Virginia Governor Begins Withdrawing State From 10-State Cap-and-Trade Scheme
Glenn Youngkin, Virginia's governor-elect, is seen on election night in Chantilly, Va., on Nov. 2, 2021. Anna Moneymaker/Getty Images
Matthew Vadum
Updated:

Virginia’s new Republican governor is moving to withdraw his state from a regional carbon emissions-trading exchange to which 10 coastal and New England states currently belong, a move that promises to be a major setback for the left-wing environmentalist agenda.

On Jan. 15, the day he took office, Gov. Glenn Youngkin signed Executive Order 9, which directs state officials “to re-evaluate Virginia’s participation in the Regional Greenhouse Gas Initiative and immediately begin regulatory processes to end it.”
Youngkin said last month he would take Virginia out of the Regional Greenhouse Gas Initiative, or RGGI, as The Epoch Times previously reported.
The RGGI—some pronounce the acronym as “Reggie”—describes itself as “a cooperative, market-based effort among the states of Connecticut, Delaware, Maine, Maryland, Massachusetts, New Hampshire, New Jersey, New York, Rhode Island, Vermont, and Virginia to cap and reduce CO2 emissions from the power sector.”

Such systems aim to reduce the quantity of carbon dioxide, the gas expelled from our lungs when we exhale, that is released into the atmosphere, on the controversial theory that it contributes to global warming. The system imposes limits on how much CO2 is emitted by each state, and when industry actors exceed their limits, they can purchase the right to produce that excess gas for a fee. These emission coupons, or credits, have a value and can be traded, and the companies involved pass on the extra costs to their customers.

Virginia’s participation in RGGI “risks contributing to the increased cost of electricity for our citizens,” Youngkin’s order states. “Dominion Energy stated that RGGI will cost ratepayers between $1 billion and $1.2 billion over the next four years.”

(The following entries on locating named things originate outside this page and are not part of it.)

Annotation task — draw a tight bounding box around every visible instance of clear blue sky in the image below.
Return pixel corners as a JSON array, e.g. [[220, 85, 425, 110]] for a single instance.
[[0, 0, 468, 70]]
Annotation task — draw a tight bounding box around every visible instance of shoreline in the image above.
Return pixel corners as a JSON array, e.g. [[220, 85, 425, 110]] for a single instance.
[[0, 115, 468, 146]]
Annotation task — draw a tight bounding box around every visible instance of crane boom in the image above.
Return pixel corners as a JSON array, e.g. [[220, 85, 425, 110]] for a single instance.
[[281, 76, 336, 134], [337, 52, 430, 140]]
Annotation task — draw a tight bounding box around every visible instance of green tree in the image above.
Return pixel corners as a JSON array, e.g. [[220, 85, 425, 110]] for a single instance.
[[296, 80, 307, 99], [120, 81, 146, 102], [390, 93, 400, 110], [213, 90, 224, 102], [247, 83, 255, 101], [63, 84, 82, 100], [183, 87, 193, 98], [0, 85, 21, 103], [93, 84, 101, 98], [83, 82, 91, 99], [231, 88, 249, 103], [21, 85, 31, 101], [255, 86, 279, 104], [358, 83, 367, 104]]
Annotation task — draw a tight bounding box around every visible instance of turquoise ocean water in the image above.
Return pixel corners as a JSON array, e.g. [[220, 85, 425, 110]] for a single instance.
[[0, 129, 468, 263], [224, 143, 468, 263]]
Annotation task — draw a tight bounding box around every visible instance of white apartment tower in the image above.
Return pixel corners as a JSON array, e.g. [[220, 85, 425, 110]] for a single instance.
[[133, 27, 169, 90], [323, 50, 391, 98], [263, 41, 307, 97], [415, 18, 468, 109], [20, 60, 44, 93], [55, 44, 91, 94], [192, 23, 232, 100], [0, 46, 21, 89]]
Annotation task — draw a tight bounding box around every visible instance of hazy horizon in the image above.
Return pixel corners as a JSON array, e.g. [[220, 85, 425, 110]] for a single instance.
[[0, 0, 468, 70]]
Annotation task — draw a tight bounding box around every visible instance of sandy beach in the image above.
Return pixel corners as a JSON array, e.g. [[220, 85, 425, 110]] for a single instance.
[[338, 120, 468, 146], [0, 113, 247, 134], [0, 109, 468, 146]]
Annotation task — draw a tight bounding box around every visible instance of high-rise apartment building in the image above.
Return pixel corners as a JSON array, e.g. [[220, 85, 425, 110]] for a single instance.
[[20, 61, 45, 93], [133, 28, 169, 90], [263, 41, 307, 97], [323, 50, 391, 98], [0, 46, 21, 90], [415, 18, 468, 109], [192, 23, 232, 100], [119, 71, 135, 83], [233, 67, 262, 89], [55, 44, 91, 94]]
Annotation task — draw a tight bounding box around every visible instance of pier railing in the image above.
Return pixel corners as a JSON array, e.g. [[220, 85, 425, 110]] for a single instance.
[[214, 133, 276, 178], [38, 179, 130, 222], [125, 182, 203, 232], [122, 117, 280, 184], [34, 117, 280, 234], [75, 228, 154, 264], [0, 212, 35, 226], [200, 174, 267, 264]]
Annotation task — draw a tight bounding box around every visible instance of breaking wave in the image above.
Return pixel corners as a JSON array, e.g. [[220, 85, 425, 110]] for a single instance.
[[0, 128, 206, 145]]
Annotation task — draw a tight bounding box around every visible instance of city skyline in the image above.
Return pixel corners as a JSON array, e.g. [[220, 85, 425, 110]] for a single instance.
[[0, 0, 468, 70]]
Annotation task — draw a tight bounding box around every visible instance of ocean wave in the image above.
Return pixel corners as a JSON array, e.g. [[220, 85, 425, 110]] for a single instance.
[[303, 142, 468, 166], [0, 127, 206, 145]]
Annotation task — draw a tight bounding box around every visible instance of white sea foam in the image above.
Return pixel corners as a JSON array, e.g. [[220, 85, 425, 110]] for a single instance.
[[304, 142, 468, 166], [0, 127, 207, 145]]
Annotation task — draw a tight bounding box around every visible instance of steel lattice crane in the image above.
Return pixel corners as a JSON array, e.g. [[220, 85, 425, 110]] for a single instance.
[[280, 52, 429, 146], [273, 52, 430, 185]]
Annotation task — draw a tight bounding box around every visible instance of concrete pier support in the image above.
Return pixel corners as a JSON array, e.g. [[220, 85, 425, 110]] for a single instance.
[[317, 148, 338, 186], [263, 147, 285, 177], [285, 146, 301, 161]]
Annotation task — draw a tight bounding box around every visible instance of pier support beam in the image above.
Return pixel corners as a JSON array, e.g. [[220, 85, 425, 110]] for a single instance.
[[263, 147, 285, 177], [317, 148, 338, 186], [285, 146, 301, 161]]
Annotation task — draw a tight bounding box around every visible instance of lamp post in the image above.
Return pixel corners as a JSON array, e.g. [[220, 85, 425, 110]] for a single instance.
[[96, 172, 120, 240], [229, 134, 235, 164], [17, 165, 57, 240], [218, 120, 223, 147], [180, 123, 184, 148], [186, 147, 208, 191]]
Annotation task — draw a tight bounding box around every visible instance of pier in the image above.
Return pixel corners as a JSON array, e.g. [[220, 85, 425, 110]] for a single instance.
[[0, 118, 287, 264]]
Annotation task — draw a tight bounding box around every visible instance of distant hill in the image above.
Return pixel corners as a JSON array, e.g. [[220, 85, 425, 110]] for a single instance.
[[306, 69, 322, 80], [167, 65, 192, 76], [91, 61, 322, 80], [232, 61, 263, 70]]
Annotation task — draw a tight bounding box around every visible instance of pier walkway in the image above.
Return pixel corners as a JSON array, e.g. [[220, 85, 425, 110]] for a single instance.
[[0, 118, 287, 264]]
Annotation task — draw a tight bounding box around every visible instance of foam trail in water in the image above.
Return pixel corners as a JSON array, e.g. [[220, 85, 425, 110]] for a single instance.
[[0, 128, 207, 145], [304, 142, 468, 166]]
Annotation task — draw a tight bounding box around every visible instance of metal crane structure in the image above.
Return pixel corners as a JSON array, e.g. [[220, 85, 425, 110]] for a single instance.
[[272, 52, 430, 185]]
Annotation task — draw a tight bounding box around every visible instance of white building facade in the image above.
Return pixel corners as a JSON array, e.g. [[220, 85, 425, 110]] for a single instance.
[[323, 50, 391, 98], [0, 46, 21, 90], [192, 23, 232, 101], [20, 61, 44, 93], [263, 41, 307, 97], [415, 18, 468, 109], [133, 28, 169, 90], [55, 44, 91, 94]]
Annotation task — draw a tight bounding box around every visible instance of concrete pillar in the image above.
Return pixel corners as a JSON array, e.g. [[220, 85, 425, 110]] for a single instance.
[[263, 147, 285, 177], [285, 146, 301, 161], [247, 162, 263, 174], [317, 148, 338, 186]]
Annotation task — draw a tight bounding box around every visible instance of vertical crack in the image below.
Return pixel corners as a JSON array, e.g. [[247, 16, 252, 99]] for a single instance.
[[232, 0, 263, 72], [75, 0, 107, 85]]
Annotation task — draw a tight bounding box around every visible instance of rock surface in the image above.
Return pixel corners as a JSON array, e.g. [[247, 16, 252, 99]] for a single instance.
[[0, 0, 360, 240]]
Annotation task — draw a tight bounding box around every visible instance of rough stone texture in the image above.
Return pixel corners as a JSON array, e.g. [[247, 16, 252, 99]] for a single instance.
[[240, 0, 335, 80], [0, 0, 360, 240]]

The benefits promised by RGGI “have not materialized, while the costs have skyrocketed.”

RGGI is deeply flawed, experts say.

The Institute for Energy Research faulted RGGI in 2015, saying its “loopholes and structural problems conceal the true economic costs and circumvent actual emissions reductions.” In 2017, Vox reported that while RGGI “raises money to fund good programs,” the quantity of “carbon emissions covered by RGGI is relatively small.”
In 2018, the Cato Institute denounced RGGI, the country’s first mandatory cap-and-trade program for greenhouse gas emissions. A Cato report found RGGI “shifted jobs to other states” and resulted in “no added emissions reductions or associated health benefits,” and that the revenue spent on “energy efficiency, wind, solar power, and low-income fuel assistance had minimal impact.”

“RGGI allowance costs added to already high regional electric bills” and led to “a 12 percent drop in goods production and a 34 percent drop in the production of energy-intensive goods.”

But left-wing activists claim RGGI is a success and denounce Youngkin’s order.

Nate Benforado, senior attorney at the Charlottesville-based Southern Environmental Law Center, said in a statement that the RGGI puts Virginia “on the frontlines of tackling climate change” and that Youngkin’s order “asks state officials to develop an illegal repeal.”

“This is a shocking and troubling first action out of step with what Virginia communities need.”

Benforado was echoing U.S. Rep. Don Beyer (D-Va.) who previously said a governor can’t pull the state out of RGGI without legislative approval.

Republican state lawmakers in Richmond, who wrested control of the House of Delegates from Democrats in the November 2021 elections, say they will undo costly environmental legislation passed by the Democrats.